5th Artist_ Taey Iohe, Solo Exhibition 'Restless'
posted by
Seoul Art Space_Geumcheon
,
,
Date: 5 December - 31 December 2013 (Opening: 5 December 2013)
Place: Trunk Gallery
The Taey lohe's solo exhibition, ‘Restless’ shows beds outside homes, in the street and in the woods. In a video work, we see a person slowly rising in a bed as it flows down a stream. Surely the viewer cannot but ask: What on earth are these beds doing outside their homes?
The bed in his or her head is connected to secrets, passion, rest and the body. Showing the body, under the gaze of others, as it changes clothes, rests, makes love, writes diaries and tosses and turns at night, tormented by unfulfilled desires, is something unfamiliar, at least to the imagination. But the concept of privacy, which began in the 17th century and was still more actively designed and developed in the 18th, was already based on the precondition of its violation.

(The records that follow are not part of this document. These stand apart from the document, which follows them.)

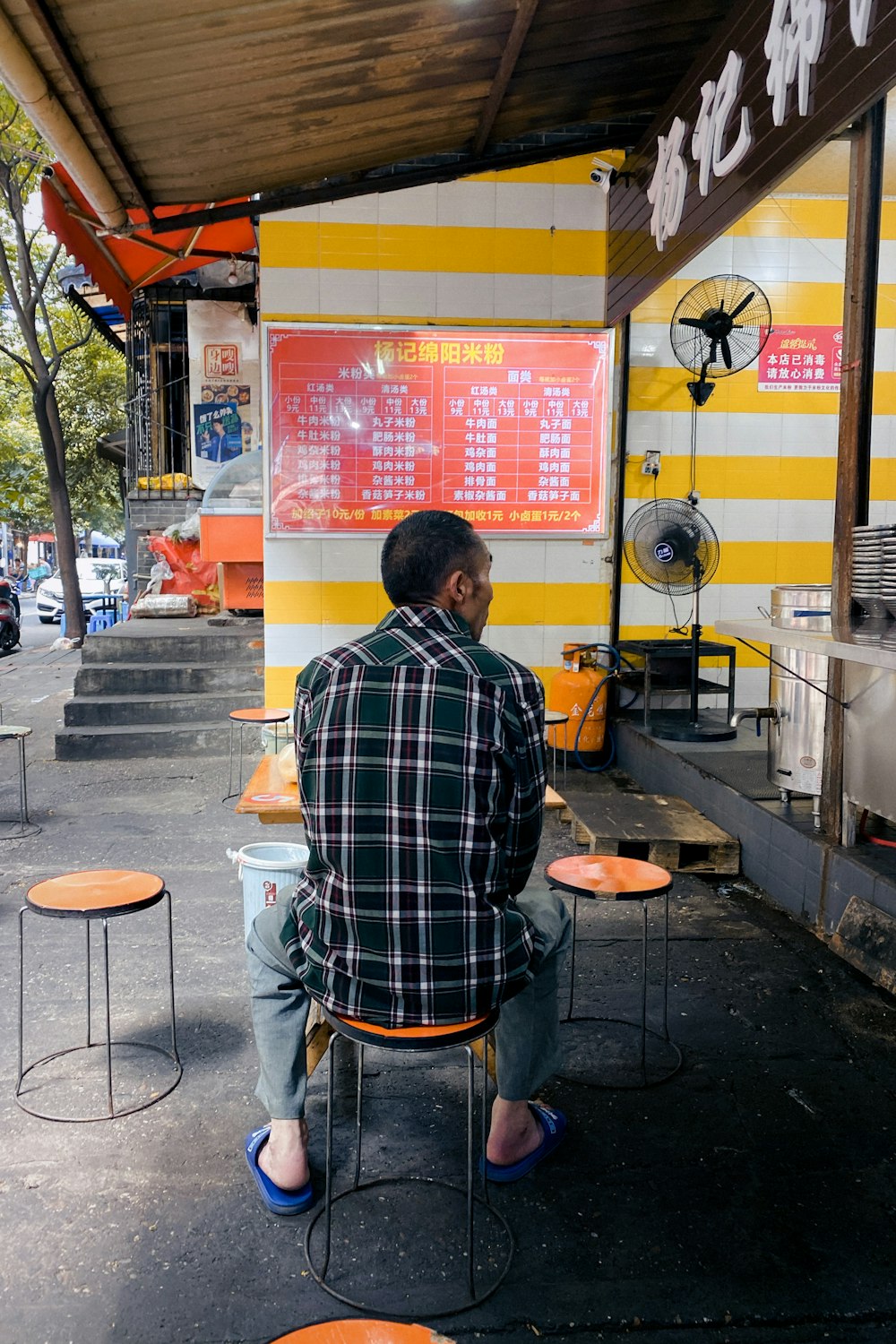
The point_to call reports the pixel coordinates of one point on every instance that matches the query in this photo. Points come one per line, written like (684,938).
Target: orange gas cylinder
(570,693)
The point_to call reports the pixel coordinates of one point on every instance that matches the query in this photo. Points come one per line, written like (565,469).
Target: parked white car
(97,578)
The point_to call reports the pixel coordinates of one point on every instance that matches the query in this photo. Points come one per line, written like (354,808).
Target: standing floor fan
(673,548)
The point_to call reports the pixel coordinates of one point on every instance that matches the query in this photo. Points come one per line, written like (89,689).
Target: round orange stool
(16,733)
(613,878)
(101,894)
(416,1040)
(362,1332)
(241,718)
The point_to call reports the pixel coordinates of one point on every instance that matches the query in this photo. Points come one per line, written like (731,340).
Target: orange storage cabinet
(231,532)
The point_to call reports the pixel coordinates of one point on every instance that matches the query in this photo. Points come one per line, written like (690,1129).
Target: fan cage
(653,526)
(753,325)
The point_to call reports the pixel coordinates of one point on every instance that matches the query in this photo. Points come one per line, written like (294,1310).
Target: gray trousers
(527,1038)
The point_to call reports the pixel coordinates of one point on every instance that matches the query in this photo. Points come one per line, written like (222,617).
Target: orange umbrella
(120,265)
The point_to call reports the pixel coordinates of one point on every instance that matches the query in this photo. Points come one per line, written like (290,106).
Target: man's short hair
(422,551)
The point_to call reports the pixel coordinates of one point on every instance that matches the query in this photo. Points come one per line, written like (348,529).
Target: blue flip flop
(285,1202)
(554,1124)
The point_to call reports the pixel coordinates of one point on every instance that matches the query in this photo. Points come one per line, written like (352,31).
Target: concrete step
(124,679)
(108,711)
(121,644)
(145,739)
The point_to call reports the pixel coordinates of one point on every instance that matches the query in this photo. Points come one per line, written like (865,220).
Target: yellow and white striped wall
(766,461)
(524,247)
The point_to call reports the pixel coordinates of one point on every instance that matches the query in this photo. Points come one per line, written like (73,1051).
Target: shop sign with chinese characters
(791,48)
(801,359)
(505,427)
(778,80)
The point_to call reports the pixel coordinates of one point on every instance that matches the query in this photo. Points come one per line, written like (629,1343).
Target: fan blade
(743,303)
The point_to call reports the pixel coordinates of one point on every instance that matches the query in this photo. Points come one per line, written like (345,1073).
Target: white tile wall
(292,645)
(579,207)
(352,292)
(408,293)
(517,561)
(524,204)
(527,297)
(743,521)
(579,298)
(285,289)
(466,204)
(295,558)
(351,559)
(460,296)
(578,562)
(411,206)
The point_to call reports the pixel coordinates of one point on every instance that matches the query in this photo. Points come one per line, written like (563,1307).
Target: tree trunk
(54,452)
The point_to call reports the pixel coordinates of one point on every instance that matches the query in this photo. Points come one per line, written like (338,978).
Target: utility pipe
(29,85)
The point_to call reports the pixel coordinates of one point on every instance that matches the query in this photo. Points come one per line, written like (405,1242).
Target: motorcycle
(10,634)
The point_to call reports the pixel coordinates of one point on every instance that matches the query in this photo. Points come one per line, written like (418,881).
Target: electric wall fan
(719,328)
(673,548)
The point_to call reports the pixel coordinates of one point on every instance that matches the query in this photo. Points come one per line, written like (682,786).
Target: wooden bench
(271,797)
(274,800)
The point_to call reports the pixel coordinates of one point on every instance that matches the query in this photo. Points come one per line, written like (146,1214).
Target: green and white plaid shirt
(421,769)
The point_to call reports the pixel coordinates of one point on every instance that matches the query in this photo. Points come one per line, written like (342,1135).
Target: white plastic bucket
(265,870)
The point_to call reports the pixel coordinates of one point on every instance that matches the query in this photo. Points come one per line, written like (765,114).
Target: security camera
(602,174)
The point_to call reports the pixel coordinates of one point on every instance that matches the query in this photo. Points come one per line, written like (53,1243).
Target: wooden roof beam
(525,11)
(56,40)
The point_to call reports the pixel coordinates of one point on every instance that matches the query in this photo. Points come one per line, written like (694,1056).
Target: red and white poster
(508,429)
(801,359)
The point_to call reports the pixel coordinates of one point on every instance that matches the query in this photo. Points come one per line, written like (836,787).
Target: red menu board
(801,359)
(508,429)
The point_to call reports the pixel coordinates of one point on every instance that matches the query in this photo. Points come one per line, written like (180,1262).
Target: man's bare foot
(284,1158)
(514,1132)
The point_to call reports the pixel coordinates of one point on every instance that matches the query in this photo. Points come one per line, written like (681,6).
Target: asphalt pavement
(748,1199)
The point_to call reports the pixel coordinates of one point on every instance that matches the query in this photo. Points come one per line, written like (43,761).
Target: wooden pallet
(661,830)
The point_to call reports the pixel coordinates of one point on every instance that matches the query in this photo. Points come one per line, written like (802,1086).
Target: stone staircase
(163,688)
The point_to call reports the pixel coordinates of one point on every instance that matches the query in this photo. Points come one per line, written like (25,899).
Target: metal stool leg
(470,1089)
(23,788)
(88,964)
(643,991)
(105,967)
(171,981)
(575,911)
(22,980)
(328,1188)
(359,1105)
(230,765)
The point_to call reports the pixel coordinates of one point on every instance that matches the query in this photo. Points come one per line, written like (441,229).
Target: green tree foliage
(59,386)
(90,390)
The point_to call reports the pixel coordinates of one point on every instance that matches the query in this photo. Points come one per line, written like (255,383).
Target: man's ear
(455,586)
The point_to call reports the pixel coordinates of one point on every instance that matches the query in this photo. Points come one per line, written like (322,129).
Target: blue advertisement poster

Neoliberal’s economic structure and the psychology based on it, social media and other platforms for the creation of cyber-relationships, migrants who cross national boundaries by various means and en- tertainment industries hellbent on exposing everything lest they lose the interest of their viewers – all of these things have now reduced private life to something of a myth. Within today’s context, Taey’s images quietly observe relationships between private lives and the public sphere; between the intimate and the political. A state that takes every chance to peer into the rooms of its citizens (on the pretext of making policies on immigration, raising birth rates and reversing population aging); the people we call “the homeless,” who have nowhere but a cold street corner to rest their backs. People who want to overcome the life crises faced by private individuals by restoring the social and creating communities in spirit and in reality; people who want to turn us back to face the political. Beds that shuffle one inch closer into the street, down alleyways and to the edge of the woods each time we turn our heads, in an adult game of Grandmother’s Footsteps. Taey’s beds speak to all of these people, to the state and to even to those who, without any such thoughts, have been dreaming of their own private inner rooms. They become open letters in themselves.

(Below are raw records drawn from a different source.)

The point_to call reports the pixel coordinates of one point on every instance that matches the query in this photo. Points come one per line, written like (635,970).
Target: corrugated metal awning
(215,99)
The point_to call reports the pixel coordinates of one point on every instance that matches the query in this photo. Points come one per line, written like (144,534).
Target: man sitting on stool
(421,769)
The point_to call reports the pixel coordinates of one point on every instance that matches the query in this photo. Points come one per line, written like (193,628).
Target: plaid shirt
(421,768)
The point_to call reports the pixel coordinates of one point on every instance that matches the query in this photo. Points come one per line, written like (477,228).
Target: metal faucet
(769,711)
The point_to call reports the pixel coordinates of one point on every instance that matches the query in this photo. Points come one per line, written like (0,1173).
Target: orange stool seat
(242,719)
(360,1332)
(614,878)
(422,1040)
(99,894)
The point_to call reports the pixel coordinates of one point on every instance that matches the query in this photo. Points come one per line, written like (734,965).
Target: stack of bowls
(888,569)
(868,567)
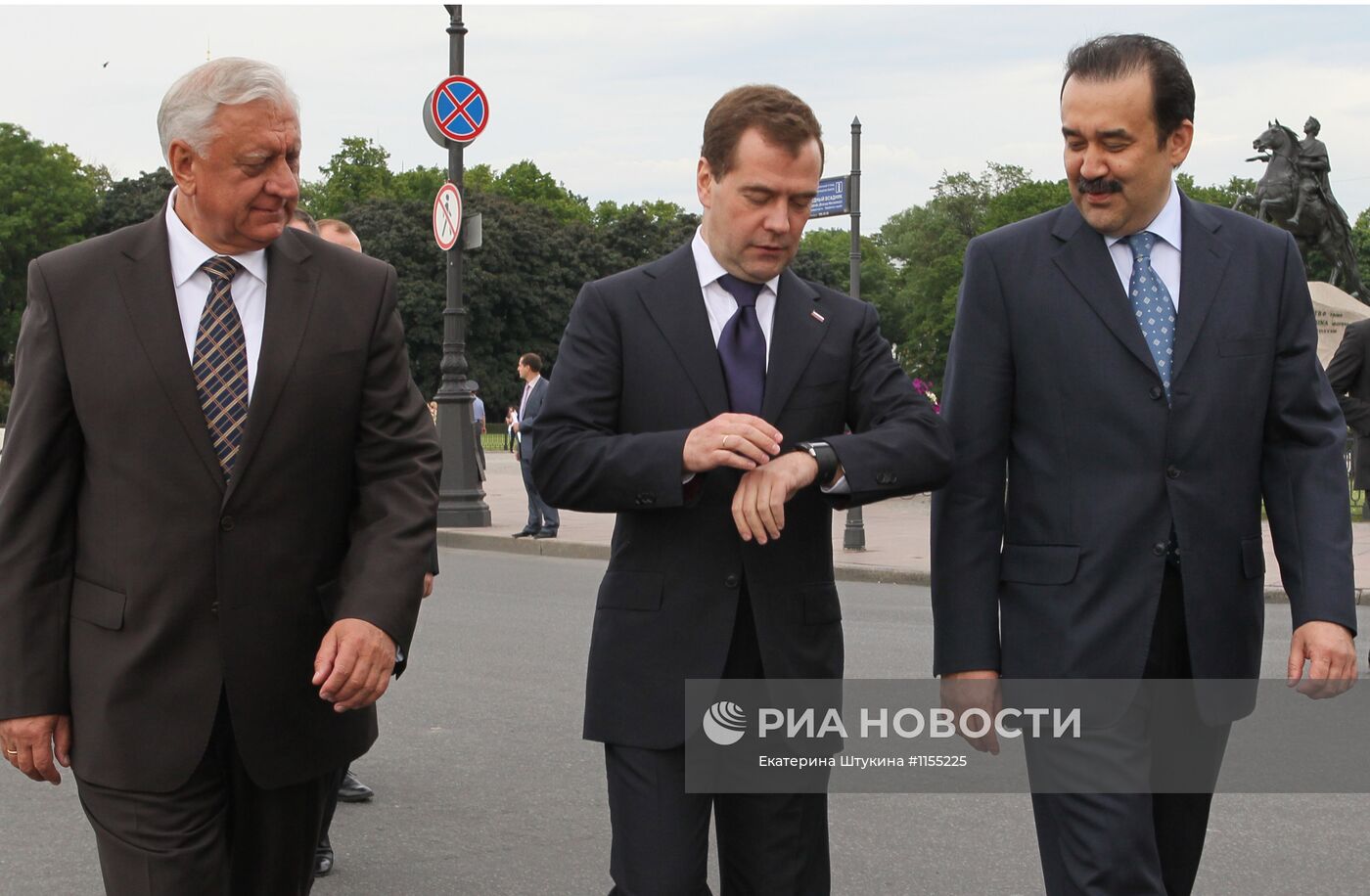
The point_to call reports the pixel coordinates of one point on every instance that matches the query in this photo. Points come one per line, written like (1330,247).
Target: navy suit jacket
(637,369)
(136,587)
(1050,382)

-Kim Young-Ok, Image Critic-
To blind alleys, to cinemas late at night, to empty houses, hurriedly vacated by their occupants, on flowing rivers, under cold bridges, through parks and squares as night turns to morning, I drag around the temporary bed he left behind and try to sleep. The names carved on a spine sucked down into the soaking sheets and mattress... I ride the bed around. I am crossing the thresholds as they turn and grow obscured. Beyond time and space; beyond reality with its repeating revivals and restorations.